I’ll be honest, the homesickness never caught on. Maybe a smidge, but it was never enough to be calling home crying and saying I’ll be catching the next flight back to Kansas. I loved it here. There was no question about it. New Zealand was everything I ever wanted compacted into one little place and uncorrupted by the rest of the world. It was simply choice.
I’d always wanted to travel abroad. For once, experience what I’d grown up reading about in books. The pictures of other cultures, the landscapes of foreign lands are what deeply intrigued me. Studying the likes of Ansel Adams, Edward Weston, Martin Parr, Richard Misrach, William Eggleston, and Wim Wenders. I had grown intensely, and was overflowing with an urge to go out and discover what a foreign place could offer me. Looking with new eyes and insight, and to tell a story as a girl from Kansas could only tell.

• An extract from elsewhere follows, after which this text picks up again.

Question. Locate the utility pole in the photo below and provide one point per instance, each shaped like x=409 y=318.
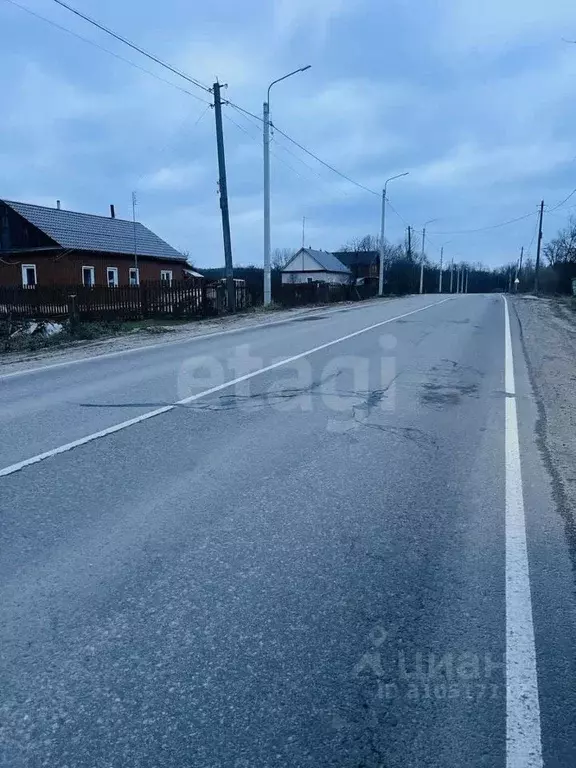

I wanted to immerse myself in photography through travel and retain that intimate connection. So with school holiday in the midst three friends and I rented a van and ventured down to the south island of New Zealand, for what would be the road trip of a lifetime. Three weeks trapped in a van and bringing new meaning to a vagabonding experience.
Wellington, my first ever ferry boat right, Able Tasman National Park, the glorious western coast, Fox Glacier, mountainous Queenstown, etc. It was all just words in our travel guide. And with each passing day we began to really unearth what this heavenly place had to offer. We beyond doubt felt like children at Christmas with the big eyes and the surprises that lay under the tree.
Keeping a journal of every passing day. Photographing to the extent of filling up my friends hard drive, I realized that no picture or video could ever do true justice to what New Zealand appeared. It was then that I wanted to really step out of the realm of typical travel and really try and focus on my three weeks at hand. From the words of Max Pam my photographs aid memoir for a moment shared on the road. For each photograph is shaped by incidents experienced as a traveler, a record of an experience, and a personal account of an encounter somewhere in the world. My three weeks is not simply a photograph of a past but exists for each viewer as an experience in the present.